Работа часто и живо сталкивала Живаго с Антиповой.
В дожди черная пыль в городе превращалась в темно-коричневую слякоть кофейного цвета, покрывавшую его улицы, в большинстве немощеные.
Городок был невелик. С любого места в нем тут же за поворотом открывалась хмурая степь, темное небо, просторы войны, просторы революции.
Юрий Андреевич писал жене:
«Развал и анархия в армии продолжаются. Предпринимают меры к поднятию у солдат дисциплины и боевого духа. Объезжал расположенные поблизости части.
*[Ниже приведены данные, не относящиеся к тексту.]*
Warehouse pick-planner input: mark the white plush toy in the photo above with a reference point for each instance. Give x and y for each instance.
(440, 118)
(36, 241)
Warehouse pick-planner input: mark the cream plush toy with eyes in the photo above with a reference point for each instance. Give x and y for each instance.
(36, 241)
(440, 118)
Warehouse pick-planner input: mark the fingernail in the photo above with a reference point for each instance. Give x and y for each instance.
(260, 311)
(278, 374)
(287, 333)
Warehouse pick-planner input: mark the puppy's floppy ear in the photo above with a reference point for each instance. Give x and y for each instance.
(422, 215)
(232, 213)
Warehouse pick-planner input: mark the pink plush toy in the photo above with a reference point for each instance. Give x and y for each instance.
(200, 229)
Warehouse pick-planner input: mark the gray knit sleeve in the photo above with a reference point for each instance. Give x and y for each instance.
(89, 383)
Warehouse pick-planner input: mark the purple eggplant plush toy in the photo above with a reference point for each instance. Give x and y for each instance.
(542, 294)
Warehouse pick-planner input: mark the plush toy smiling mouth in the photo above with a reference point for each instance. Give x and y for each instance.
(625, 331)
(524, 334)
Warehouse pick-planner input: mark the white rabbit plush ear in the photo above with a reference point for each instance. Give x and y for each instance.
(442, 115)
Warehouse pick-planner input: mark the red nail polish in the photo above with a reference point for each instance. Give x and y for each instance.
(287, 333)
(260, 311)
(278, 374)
Наконец вместо постскриптума, хотя об этом я мог бы написать тебе гораздо раньше, — работаю я тут рука об руку с некоей Антиповой, сестрой милосердия из Москвы, уроженкой Урала.
Помнишь, на елке в страшную ночь кончины твоей мамы девушка стреляла в прокурора? Ее, кажется, потом судили. Помнится, я тогда же сказал тебе, что эту курсистку, когда она еще была гимназисткою, мы с Мишей видели в одних дрянных номерах, куда ездили с твоим папой, не помню с какою целью, ночью в трескучий мороз, как мне теперь кажется, во время вооруженного восстания на Пресне. Это и есть Антипова.
Несколько раз порывался домой. Но это не так просто.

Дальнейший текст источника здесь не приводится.